Abstract: Twee artikelen in dit nummer zijn gewijd aan de vertaling van Het verstoorde leven van Etty Hillesum, een bundel met dagboek- en brieffragmenten uit 1981. In het Frans en Italiaans is (nog) geen vertaling beschikbaar van de wetenschappelijke editie Etty. De nagelaten geschriften van Etty Hillesum 1941-1943 (verschenen in 1986). Pas door die uitgave van alle dagboeken en brieven die zijn overgeleverd, werd het beeld van het leven van Etty Hillesum compleet. Zowel Philippe Noble als Gerrit van Oord betogen dat er in de bestaande Italiaanse en Franse vertaling een andere Etty te lezen is dan in het origineel: Noble gaat in op zijn veranderde kijk op de tekst die hij zelf meer dan vijftien jaar geleden vertaalde (zie pagina 37-48 van dit nummer), Van Oord licht toe hoe een vertaling kan bijdragen tot mythevorming.
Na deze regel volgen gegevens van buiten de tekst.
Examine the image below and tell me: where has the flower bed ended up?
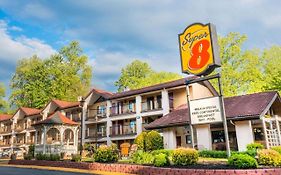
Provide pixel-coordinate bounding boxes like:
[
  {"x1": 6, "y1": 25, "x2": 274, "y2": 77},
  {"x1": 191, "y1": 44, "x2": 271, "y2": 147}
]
[{"x1": 9, "y1": 160, "x2": 281, "y2": 175}]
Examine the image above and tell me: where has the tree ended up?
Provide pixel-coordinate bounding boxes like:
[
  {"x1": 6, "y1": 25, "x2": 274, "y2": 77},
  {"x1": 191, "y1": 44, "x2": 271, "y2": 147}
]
[
  {"x1": 0, "y1": 84, "x2": 8, "y2": 113},
  {"x1": 115, "y1": 60, "x2": 181, "y2": 92},
  {"x1": 10, "y1": 41, "x2": 92, "y2": 108},
  {"x1": 217, "y1": 33, "x2": 264, "y2": 96}
]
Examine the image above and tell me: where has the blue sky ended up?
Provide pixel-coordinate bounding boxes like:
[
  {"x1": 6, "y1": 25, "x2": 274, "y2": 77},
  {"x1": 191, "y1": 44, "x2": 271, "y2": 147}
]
[{"x1": 0, "y1": 0, "x2": 281, "y2": 95}]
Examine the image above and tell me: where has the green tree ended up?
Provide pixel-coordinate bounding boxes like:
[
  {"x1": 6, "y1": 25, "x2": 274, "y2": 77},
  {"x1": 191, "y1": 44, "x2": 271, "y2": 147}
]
[
  {"x1": 10, "y1": 41, "x2": 92, "y2": 108},
  {"x1": 217, "y1": 33, "x2": 265, "y2": 96},
  {"x1": 0, "y1": 83, "x2": 8, "y2": 113},
  {"x1": 115, "y1": 60, "x2": 181, "y2": 92}
]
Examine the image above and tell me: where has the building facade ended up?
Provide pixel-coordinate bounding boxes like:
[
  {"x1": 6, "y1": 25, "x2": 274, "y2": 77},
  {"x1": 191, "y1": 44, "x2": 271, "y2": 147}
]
[{"x1": 0, "y1": 76, "x2": 281, "y2": 154}]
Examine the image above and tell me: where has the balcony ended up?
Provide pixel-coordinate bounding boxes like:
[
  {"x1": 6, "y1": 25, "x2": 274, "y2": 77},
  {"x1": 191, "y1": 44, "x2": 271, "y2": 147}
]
[
  {"x1": 110, "y1": 124, "x2": 137, "y2": 136},
  {"x1": 86, "y1": 109, "x2": 106, "y2": 122},
  {"x1": 110, "y1": 103, "x2": 136, "y2": 116},
  {"x1": 86, "y1": 128, "x2": 106, "y2": 139},
  {"x1": 0, "y1": 128, "x2": 12, "y2": 134},
  {"x1": 141, "y1": 100, "x2": 162, "y2": 112}
]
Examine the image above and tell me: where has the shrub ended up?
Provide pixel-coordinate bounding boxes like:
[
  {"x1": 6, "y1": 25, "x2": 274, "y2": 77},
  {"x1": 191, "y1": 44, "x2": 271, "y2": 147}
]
[
  {"x1": 228, "y1": 154, "x2": 258, "y2": 169},
  {"x1": 71, "y1": 154, "x2": 81, "y2": 162},
  {"x1": 270, "y1": 146, "x2": 281, "y2": 154},
  {"x1": 23, "y1": 153, "x2": 33, "y2": 160},
  {"x1": 199, "y1": 150, "x2": 227, "y2": 158},
  {"x1": 172, "y1": 148, "x2": 199, "y2": 166},
  {"x1": 93, "y1": 145, "x2": 118, "y2": 162},
  {"x1": 131, "y1": 150, "x2": 154, "y2": 165},
  {"x1": 257, "y1": 149, "x2": 281, "y2": 166},
  {"x1": 247, "y1": 143, "x2": 264, "y2": 150},
  {"x1": 145, "y1": 130, "x2": 164, "y2": 151},
  {"x1": 28, "y1": 145, "x2": 35, "y2": 158},
  {"x1": 151, "y1": 149, "x2": 173, "y2": 157},
  {"x1": 134, "y1": 132, "x2": 147, "y2": 151},
  {"x1": 153, "y1": 153, "x2": 168, "y2": 167}
]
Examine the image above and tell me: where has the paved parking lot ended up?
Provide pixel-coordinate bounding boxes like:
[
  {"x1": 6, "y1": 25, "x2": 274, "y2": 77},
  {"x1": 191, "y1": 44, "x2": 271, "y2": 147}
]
[{"x1": 0, "y1": 167, "x2": 93, "y2": 175}]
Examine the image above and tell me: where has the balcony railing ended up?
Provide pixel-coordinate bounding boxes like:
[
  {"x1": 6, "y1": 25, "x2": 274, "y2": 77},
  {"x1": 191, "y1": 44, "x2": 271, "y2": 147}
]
[
  {"x1": 141, "y1": 101, "x2": 162, "y2": 112},
  {"x1": 86, "y1": 128, "x2": 106, "y2": 138},
  {"x1": 0, "y1": 128, "x2": 12, "y2": 134},
  {"x1": 110, "y1": 103, "x2": 136, "y2": 116},
  {"x1": 110, "y1": 124, "x2": 137, "y2": 136},
  {"x1": 86, "y1": 109, "x2": 106, "y2": 121}
]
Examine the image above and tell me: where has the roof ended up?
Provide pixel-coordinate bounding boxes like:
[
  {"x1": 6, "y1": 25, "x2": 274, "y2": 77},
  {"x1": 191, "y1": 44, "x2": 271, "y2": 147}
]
[
  {"x1": 86, "y1": 88, "x2": 113, "y2": 99},
  {"x1": 34, "y1": 111, "x2": 79, "y2": 125},
  {"x1": 145, "y1": 91, "x2": 278, "y2": 129},
  {"x1": 0, "y1": 114, "x2": 13, "y2": 121},
  {"x1": 110, "y1": 76, "x2": 217, "y2": 99},
  {"x1": 19, "y1": 107, "x2": 41, "y2": 116},
  {"x1": 52, "y1": 100, "x2": 80, "y2": 109}
]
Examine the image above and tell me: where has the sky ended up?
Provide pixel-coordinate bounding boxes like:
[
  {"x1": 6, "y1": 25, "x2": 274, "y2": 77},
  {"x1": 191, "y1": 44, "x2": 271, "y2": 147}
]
[{"x1": 0, "y1": 0, "x2": 281, "y2": 96}]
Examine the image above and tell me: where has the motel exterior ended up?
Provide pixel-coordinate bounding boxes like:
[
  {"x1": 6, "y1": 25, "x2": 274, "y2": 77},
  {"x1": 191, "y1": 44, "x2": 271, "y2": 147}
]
[{"x1": 0, "y1": 76, "x2": 281, "y2": 154}]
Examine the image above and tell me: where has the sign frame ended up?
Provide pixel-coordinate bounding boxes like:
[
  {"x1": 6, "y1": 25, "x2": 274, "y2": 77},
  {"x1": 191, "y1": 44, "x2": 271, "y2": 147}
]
[{"x1": 178, "y1": 23, "x2": 221, "y2": 76}]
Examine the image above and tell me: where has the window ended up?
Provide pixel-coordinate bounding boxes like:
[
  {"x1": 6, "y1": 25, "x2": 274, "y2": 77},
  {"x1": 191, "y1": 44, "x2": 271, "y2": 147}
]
[
  {"x1": 212, "y1": 130, "x2": 225, "y2": 143},
  {"x1": 253, "y1": 128, "x2": 264, "y2": 141}
]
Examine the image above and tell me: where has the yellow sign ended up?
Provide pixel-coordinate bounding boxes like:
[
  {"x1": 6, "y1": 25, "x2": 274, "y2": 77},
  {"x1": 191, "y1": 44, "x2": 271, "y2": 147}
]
[{"x1": 179, "y1": 23, "x2": 220, "y2": 76}]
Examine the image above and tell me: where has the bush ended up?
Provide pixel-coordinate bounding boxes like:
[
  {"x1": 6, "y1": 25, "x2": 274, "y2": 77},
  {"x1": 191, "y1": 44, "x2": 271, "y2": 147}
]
[
  {"x1": 199, "y1": 150, "x2": 227, "y2": 158},
  {"x1": 23, "y1": 153, "x2": 33, "y2": 160},
  {"x1": 270, "y1": 146, "x2": 281, "y2": 154},
  {"x1": 131, "y1": 150, "x2": 154, "y2": 165},
  {"x1": 145, "y1": 130, "x2": 164, "y2": 151},
  {"x1": 172, "y1": 148, "x2": 199, "y2": 166},
  {"x1": 153, "y1": 153, "x2": 169, "y2": 167},
  {"x1": 134, "y1": 132, "x2": 147, "y2": 151},
  {"x1": 151, "y1": 149, "x2": 173, "y2": 157},
  {"x1": 228, "y1": 154, "x2": 258, "y2": 169},
  {"x1": 93, "y1": 145, "x2": 118, "y2": 162},
  {"x1": 247, "y1": 143, "x2": 264, "y2": 150},
  {"x1": 71, "y1": 154, "x2": 81, "y2": 162},
  {"x1": 257, "y1": 149, "x2": 281, "y2": 166}
]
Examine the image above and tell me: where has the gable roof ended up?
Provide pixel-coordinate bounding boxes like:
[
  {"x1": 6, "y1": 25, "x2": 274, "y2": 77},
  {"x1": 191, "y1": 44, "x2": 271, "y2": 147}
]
[
  {"x1": 19, "y1": 107, "x2": 41, "y2": 116},
  {"x1": 145, "y1": 91, "x2": 279, "y2": 129},
  {"x1": 110, "y1": 76, "x2": 218, "y2": 99},
  {"x1": 34, "y1": 111, "x2": 79, "y2": 125},
  {"x1": 0, "y1": 114, "x2": 13, "y2": 121}
]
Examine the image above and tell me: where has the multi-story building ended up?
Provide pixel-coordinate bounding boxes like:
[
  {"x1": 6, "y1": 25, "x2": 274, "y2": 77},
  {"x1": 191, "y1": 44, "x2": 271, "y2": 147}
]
[{"x1": 0, "y1": 76, "x2": 281, "y2": 154}]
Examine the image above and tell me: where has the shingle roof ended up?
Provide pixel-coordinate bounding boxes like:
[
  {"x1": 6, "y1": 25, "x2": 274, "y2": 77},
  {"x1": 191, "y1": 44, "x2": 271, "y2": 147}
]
[
  {"x1": 52, "y1": 100, "x2": 79, "y2": 109},
  {"x1": 146, "y1": 92, "x2": 278, "y2": 129},
  {"x1": 34, "y1": 111, "x2": 79, "y2": 125},
  {"x1": 108, "y1": 76, "x2": 217, "y2": 99},
  {"x1": 0, "y1": 114, "x2": 13, "y2": 121},
  {"x1": 20, "y1": 107, "x2": 41, "y2": 116}
]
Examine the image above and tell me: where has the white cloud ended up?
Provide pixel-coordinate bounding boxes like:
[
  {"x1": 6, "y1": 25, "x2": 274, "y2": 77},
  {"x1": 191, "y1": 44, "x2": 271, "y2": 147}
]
[{"x1": 0, "y1": 20, "x2": 56, "y2": 63}]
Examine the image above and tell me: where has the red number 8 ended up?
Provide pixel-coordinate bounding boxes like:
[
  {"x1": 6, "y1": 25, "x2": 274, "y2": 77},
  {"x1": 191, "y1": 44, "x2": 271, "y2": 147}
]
[{"x1": 188, "y1": 40, "x2": 210, "y2": 69}]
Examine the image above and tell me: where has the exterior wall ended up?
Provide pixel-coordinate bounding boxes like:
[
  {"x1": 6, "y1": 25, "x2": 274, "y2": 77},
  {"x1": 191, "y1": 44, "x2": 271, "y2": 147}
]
[{"x1": 235, "y1": 120, "x2": 254, "y2": 151}]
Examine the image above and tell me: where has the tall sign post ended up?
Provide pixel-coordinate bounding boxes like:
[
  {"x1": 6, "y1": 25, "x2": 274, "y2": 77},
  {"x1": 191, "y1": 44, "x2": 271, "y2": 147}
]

Sinds het verschijnen van Etty Hillesums Diario 1941-1943 in 1985 in Italië, bestaat er in dat land onverminderd groeiende belangstelling voor het werk en de persoon van deze schrijfster; de vele publicaties, congressen en citaten uit de dagboeken getuigen hiervan. In de Italiaanse beeldvorming wordt Hillesum verheerlijkt als was zij een heilige. Er zijn aanwijzingen dat vertaalkeuzes op verschillende niveaus hiervoor verantwoordelijk zijn.
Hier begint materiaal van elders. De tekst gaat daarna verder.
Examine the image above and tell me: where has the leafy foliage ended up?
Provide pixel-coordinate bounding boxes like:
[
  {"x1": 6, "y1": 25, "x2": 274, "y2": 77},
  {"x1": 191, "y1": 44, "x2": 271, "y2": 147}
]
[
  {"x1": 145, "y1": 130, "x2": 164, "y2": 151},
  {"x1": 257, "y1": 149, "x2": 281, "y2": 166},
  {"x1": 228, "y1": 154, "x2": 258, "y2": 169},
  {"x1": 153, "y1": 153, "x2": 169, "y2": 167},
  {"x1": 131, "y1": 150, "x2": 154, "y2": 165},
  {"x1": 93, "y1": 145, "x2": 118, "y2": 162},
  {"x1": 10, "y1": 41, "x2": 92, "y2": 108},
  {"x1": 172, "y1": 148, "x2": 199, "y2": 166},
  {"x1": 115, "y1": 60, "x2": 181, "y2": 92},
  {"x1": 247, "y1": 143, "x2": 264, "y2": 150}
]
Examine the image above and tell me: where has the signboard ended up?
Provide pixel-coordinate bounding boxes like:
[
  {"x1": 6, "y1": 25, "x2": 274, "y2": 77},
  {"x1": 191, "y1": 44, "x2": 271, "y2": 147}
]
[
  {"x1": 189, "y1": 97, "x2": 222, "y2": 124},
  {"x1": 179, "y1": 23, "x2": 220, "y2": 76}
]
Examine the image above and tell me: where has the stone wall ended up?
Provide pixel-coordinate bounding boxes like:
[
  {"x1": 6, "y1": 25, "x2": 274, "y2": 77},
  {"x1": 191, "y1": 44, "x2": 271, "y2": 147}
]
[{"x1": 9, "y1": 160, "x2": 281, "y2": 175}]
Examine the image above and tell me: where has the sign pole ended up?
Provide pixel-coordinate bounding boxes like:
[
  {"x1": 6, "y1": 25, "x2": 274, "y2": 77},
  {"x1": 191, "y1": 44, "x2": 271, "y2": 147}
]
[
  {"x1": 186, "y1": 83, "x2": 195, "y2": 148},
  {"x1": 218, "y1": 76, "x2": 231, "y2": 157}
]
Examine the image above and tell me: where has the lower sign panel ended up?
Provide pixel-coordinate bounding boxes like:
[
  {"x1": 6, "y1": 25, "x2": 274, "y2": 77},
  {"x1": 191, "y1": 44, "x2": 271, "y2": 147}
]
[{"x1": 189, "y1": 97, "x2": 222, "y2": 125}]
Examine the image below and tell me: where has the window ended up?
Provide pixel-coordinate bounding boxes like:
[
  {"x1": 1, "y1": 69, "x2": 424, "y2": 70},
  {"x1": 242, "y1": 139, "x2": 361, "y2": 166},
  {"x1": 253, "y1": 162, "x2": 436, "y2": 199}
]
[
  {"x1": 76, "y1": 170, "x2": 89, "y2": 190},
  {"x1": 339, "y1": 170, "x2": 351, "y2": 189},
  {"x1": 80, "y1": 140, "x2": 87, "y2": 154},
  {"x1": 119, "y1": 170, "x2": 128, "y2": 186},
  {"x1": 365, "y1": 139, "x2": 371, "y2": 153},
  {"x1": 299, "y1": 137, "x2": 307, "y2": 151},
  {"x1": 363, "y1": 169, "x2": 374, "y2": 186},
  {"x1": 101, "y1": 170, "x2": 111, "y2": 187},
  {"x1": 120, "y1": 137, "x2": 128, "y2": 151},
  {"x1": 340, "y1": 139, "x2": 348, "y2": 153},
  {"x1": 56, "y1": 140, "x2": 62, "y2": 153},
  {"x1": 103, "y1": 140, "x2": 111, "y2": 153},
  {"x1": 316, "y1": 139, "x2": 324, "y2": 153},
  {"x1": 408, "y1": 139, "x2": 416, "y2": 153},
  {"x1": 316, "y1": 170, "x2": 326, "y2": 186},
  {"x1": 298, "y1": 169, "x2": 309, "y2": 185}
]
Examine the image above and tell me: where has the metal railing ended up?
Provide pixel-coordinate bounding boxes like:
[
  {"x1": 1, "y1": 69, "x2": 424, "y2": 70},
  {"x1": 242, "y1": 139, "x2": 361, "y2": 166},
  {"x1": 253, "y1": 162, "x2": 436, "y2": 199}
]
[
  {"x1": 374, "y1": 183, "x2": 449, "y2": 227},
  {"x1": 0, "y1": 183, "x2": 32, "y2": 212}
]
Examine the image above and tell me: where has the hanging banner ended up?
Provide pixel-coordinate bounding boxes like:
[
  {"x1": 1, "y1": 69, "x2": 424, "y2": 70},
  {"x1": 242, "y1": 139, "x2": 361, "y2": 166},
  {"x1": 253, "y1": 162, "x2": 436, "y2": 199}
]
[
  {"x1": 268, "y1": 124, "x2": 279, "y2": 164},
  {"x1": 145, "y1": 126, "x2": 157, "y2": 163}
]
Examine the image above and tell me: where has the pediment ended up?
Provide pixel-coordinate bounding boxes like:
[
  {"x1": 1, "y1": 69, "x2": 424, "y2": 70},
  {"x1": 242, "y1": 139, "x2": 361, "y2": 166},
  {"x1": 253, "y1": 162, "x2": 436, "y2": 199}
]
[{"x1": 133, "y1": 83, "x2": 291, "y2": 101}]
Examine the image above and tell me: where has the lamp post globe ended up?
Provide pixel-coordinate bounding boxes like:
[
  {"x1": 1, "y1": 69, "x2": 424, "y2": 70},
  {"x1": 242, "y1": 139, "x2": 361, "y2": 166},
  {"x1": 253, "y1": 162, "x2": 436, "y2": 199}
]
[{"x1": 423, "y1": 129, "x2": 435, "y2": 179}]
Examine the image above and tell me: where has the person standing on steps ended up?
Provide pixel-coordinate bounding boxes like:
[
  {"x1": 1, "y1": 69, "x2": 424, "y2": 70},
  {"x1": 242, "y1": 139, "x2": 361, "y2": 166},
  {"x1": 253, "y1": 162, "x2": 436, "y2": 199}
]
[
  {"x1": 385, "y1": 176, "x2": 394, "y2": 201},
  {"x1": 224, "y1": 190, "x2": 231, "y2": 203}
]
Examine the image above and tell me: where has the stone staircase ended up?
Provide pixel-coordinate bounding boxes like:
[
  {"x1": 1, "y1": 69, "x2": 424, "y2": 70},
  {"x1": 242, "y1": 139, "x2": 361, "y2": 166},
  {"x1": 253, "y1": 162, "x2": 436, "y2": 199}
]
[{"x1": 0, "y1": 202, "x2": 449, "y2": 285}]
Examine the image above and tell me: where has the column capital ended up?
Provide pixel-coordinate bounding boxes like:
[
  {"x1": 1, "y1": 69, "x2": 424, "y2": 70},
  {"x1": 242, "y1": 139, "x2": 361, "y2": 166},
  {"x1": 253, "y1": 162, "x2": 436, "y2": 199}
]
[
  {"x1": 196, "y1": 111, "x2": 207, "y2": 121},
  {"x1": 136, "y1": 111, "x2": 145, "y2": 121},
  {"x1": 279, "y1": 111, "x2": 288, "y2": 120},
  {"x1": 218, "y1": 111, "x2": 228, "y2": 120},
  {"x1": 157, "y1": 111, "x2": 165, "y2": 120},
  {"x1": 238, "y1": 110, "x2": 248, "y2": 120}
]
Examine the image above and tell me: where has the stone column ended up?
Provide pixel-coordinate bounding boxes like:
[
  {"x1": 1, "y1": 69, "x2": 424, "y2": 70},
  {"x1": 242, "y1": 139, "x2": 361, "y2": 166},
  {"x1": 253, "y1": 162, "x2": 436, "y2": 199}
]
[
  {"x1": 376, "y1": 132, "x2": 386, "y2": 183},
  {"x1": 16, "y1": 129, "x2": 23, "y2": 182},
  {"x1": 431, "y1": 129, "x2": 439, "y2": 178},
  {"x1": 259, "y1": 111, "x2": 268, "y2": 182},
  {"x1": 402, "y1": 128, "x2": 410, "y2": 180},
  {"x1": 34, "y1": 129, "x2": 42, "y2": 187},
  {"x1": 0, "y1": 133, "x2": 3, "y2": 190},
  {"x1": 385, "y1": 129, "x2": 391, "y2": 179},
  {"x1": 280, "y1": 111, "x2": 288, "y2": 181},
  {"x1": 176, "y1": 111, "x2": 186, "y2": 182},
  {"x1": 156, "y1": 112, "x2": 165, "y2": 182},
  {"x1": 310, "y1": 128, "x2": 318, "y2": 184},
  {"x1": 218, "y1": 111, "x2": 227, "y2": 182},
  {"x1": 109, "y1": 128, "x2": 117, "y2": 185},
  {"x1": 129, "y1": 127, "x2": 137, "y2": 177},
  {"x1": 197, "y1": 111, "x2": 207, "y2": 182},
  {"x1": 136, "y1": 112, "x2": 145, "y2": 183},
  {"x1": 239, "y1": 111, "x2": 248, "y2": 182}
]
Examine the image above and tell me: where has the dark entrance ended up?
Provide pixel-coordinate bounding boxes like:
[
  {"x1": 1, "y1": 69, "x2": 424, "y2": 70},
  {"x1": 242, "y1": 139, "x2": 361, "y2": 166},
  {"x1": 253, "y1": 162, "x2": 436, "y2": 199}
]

Op de eerste bladzijden van haar dagboek maakt Etty Hillesum (1914-1943) aan zichzelf duidelijk waarom zij met het schrijven ervan begint. Enerzijds stelt zij vast dat ze ‘gezegend’ is met intellectuele vaardigheden en inzichten, anderzijds dat ze met ernstige psychische problemen worstelt: een ‘geremd gemoed’ verhindert haar ‘de dingen prijs te geven, vrij uit me te laten stromen’. Een idee van de oorzaak daarvan heeft ze ook: ‘het schaamtegevoel’. Ze schrijft dat ‘iets’ diep in haar haar ‘vast in de greep houdt’. Al deze gevoelens bevatten het materiaal van haar toekomstige schrijverschap. Ze vormen een inhoud die vooralsnog maar niet ter beschikking wil komen van haar ‘heldere denken’, van het intellectuele instrumentarium waarvan zij zo graag gebruik zou maken. Een innerlijk obstakel, de zogenaamde ‘seelische Verstopfung’, belemmert haar nog een carrière als schrijfster te beginnen. Dit is de belangrijkste reden waarom zij bij Julius Spier in therapie is gegaan.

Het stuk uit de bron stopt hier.